An IT manager wants to know if businesses that purchase more antivirus licenses also tend to purchase more new laptops. Data was collected on number of antivirus licenses (Antivirus) and number of new laptops purchased (Laptop).
Null Hypothesis (H₀):There is no relationship between the number of antivirus licenses and the number of laptops purchased.
Alternative Hypothesis (H₁): There is a relationship between the number of antivirus licenses and the number of laptops purchased.
A Pearson correlation was conducted to examine the relationship between Antivirus and Laptop (n = 122). There was a statistically significant correlation between Antivirus (M = 50.18, SD = 13.36) and Laptop (M = 40.02, SD = 12.30). The correlation was positive and strong, r(120) = 0.92, p < .001. As the number of antivirus licenses purchased increases, the number of laptops purchased also increases.
# Load required packages
library(readxl)
library(psych)
# Load dataset
dataset <- read_excel("C:\\Users\\rohit\\Downloads\\A5RQ2.xlsx")
# Display descriptive statistics for both variables
describe(dataset[, c("Antivirus", "Laptop")])
## vars n mean sd median trimmed mad min max range skew
## Antivirus 1 122 50.18 13.36 49 49.92 12.60 15 83 68 0.15
## Laptop 2 122 40.02 12.30 39 39.93 11.86 8 68 60 -0.01
## kurtosis se
## Antivirus -0.14 1.21
## Laptop -0.32 1.11
# Histogram for checking the normality
hist(dataset$Antivirus,
main = "Histogram of Antivirus Licenses",
xlab = "Value",
ylab = "Frequency",
col = "lightblue",
border = "black",
breaks = 20)
hist(dataset$Laptop,
main = "Histogram of Laptops Purchased",
xlab = "Value",
ylab = "Frequency",
col = "lightgreen",
border = "black",
breaks = 20)
## Review of Histograms
# Q1) VARIABLE 1 SKEWNESS:
# The histogram for Antivirus appears approximately symmetrical.

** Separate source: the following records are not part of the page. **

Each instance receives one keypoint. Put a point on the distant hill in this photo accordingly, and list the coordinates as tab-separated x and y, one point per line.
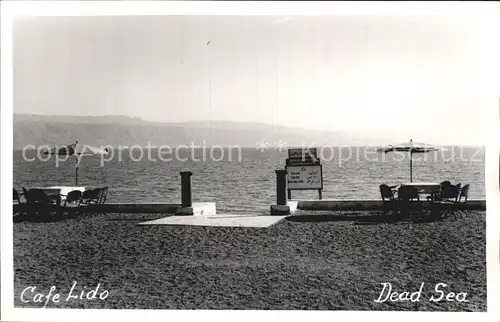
117	130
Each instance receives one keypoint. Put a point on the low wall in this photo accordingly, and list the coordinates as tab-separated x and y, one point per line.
208	208
199	208
348	205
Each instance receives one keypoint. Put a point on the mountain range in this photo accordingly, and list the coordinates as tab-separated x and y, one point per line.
118	130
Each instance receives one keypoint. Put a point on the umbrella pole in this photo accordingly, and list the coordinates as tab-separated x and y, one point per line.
411	164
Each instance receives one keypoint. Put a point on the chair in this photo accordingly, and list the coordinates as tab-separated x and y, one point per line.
40	204
103	195
464	192
16	196
448	197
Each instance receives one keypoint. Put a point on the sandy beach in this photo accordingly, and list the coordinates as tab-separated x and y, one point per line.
313	260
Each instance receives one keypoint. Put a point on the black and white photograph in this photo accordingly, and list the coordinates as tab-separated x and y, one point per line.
247	161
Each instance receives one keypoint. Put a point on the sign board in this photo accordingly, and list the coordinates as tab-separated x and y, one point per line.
305	177
303	154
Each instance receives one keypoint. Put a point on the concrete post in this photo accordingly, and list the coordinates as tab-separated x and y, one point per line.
281	187
281	208
186	196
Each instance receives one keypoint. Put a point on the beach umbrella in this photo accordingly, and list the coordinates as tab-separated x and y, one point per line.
77	150
410	147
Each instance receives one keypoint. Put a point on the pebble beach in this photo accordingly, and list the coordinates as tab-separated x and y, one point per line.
310	261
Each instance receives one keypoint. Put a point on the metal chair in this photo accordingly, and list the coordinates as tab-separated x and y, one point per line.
388	198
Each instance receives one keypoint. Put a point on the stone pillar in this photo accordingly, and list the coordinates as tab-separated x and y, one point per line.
186	196
281	187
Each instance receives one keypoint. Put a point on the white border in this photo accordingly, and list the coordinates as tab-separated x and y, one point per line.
487	12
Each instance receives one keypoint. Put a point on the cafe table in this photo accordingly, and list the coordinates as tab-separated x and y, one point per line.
424	187
60	190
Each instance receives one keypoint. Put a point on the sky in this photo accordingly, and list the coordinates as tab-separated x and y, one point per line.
384	76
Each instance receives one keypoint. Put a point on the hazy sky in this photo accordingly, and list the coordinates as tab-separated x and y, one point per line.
387	76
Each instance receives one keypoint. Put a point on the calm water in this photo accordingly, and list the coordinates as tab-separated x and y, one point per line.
249	184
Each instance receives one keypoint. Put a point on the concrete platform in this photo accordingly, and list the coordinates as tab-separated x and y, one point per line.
227	220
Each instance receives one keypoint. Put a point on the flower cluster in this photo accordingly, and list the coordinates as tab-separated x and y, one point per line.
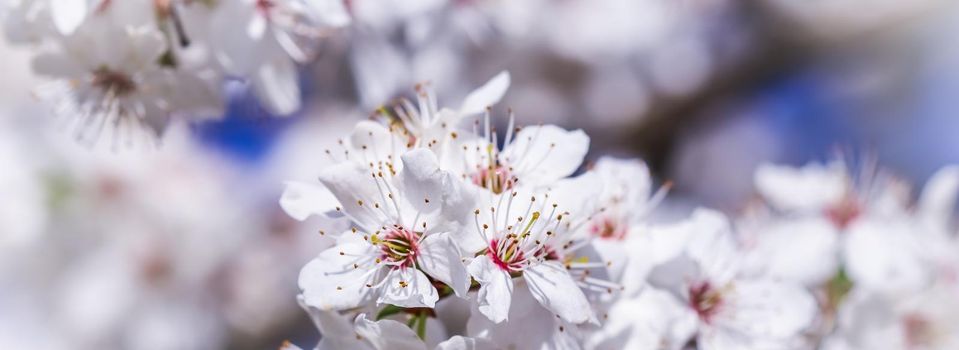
481	238
127	67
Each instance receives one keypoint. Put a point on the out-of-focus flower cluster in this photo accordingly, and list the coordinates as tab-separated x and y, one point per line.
479	237
127	67
427	226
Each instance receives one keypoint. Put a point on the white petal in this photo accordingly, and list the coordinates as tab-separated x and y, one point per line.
543	154
336	330
766	311
388	334
464	343
885	255
422	180
56	65
408	287
276	86
355	189
938	197
331	12
554	288
810	188
239	53
301	200
712	246
331	282
439	257
68	14
289	346
486	95
374	141
804	250
530	326
496	288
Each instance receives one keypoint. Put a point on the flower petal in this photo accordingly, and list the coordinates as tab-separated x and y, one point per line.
276	86
387	334
408	287
422	180
885	256
355	189
332	282
543	154
496	288
486	95
554	288
804	250
764	312
440	258
938	198
810	188
67	15
301	200
336	330
465	343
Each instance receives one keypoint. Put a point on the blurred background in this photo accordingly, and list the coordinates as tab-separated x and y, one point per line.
184	246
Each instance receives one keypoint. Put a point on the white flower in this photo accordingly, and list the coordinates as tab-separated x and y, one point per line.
401	232
528	235
620	204
426	125
337	332
927	320
652	320
733	312
261	39
824	221
111	83
407	127
529	326
532	156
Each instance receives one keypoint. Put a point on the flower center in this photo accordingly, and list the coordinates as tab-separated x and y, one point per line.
399	248
843	213
496	179
506	254
109	80
705	300
607	228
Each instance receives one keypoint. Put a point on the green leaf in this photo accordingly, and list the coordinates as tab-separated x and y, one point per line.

# Q2) VARIABLE 1 KURTOSIS:
# The histogram for Antivirus looks like it has a proper bell curve (not too flat or too tall).
# Q3) VARIABLE 2 SKEWNESS:
# The histogram for Laptop appears approximately symmetrical.
# Q4) VARIABLE 2 KURTOSIS:
# The histogram for Laptop looks like it has a proper bell curve.
## Shapiro-Wilk tests for normality
shapiro.test(dataset$Antivirus)
##
## Shapiro-Wilk normality test
##
## data: dataset$Antivirus
## W = 0.99419, p-value = 0.8981
shapiro.test(dataset$Laptop)
##
## Shapiro-Wilk normality test
##
## data: dataset$Laptop
## W = 0.99362, p-value = 0.8559
## Analysis of data
# Q1) Was the data normally distributed for Variable 1?
# Yes, Antivirus appears normally distributed.
# Q2) Was the data normally distributed for Variable 2?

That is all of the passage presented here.